CornatholThe US Senate has overwhelmingly voted to end billions in ethanol subsidies.  And even though the bill has no hope of becoming law–Obama will not sign it–corn prices collapsed on the news. This is instructive for two reasons. 

First a large chunk of the subsidy being cut is paid to oil companies (or blenders) to offset the mandate to add ethanol to motor fuel.  So this is not just some bipartisan effort to screw the corn belt–Big Oil gets tens of billions in support to offset the costs of adhering to environmental mandates.  This measure would remove some or all of that.  With this price support gone, fuels that include ethanol could get more expensive.  Returning real world costs to pricing is necessary to stimulate real world interest in getting corn out of the fuel supply but that will require more repeals of past mandates, none of which Obama will likely sign either.
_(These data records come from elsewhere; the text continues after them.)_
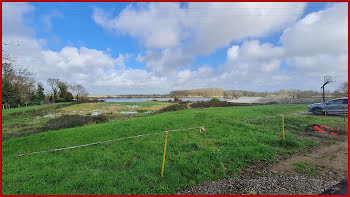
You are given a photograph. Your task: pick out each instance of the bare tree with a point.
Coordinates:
(17, 84)
(54, 84)
(79, 92)
(343, 88)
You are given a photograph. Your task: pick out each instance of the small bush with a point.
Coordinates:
(305, 167)
(69, 121)
(175, 107)
(215, 100)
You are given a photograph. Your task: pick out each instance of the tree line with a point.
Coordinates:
(19, 87)
(294, 93)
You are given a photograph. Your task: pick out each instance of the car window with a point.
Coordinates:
(339, 101)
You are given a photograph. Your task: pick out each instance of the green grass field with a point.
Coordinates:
(133, 166)
(28, 120)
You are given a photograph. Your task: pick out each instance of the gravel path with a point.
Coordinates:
(269, 183)
(280, 178)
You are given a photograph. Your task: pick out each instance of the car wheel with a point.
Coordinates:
(317, 111)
But this vote does send a message that a different president (not Mitt Romney by the way) might end the rent seekers good fortune within two years and the price of corn has responded poorly to the news.

Second, and this what I really want to address, just the idea of a change in corn policy has had as much as a 12% immediate downward effect on the price of corn.  So how much impact might it have had were it likley to pass?  More.

So how can naysayers continue to insist that a similar act regarding domestic oil production and refinement capacity might not also have a similar impact on the price of oil and everything that uses it, motor fuels in particular?

There are plenty of people who insist that if the US announced tomorrow that it has lifted all its drilling moratoriums, opened up development, streamlined the lease and permitting process, committed to increasing domestic refining capacity, and is willing to let oil and gas companies invest their own money in new technologies to extract more resources, that it would have no short term affect on prices.

I contend that if the US did even one of those things it would have an immediate affect.  Not just say they were going to do it, but to actually do it.  But imagine if we planned to do all of them? 

Oil prices could collapse if the largest customer of global oil became more of a do-it-yourselfer.  But we need a president who understands that cheap energy promotes jobs and growth in every sector, that America is probably the cleanest extractor of it on the planet, and that it is a national security issue worthy of our immediate attention.

But Obama does not agree and as long as this President, the environmentalists, the Farm Lobby, their rent seeking factory farms, and Republican morons like McCain and Romney are addicted to Cornography, we will continue to pay tens of billions up front to hide this failed policy of the past while centuries worth or more of cheap domestic energy sits under our feet.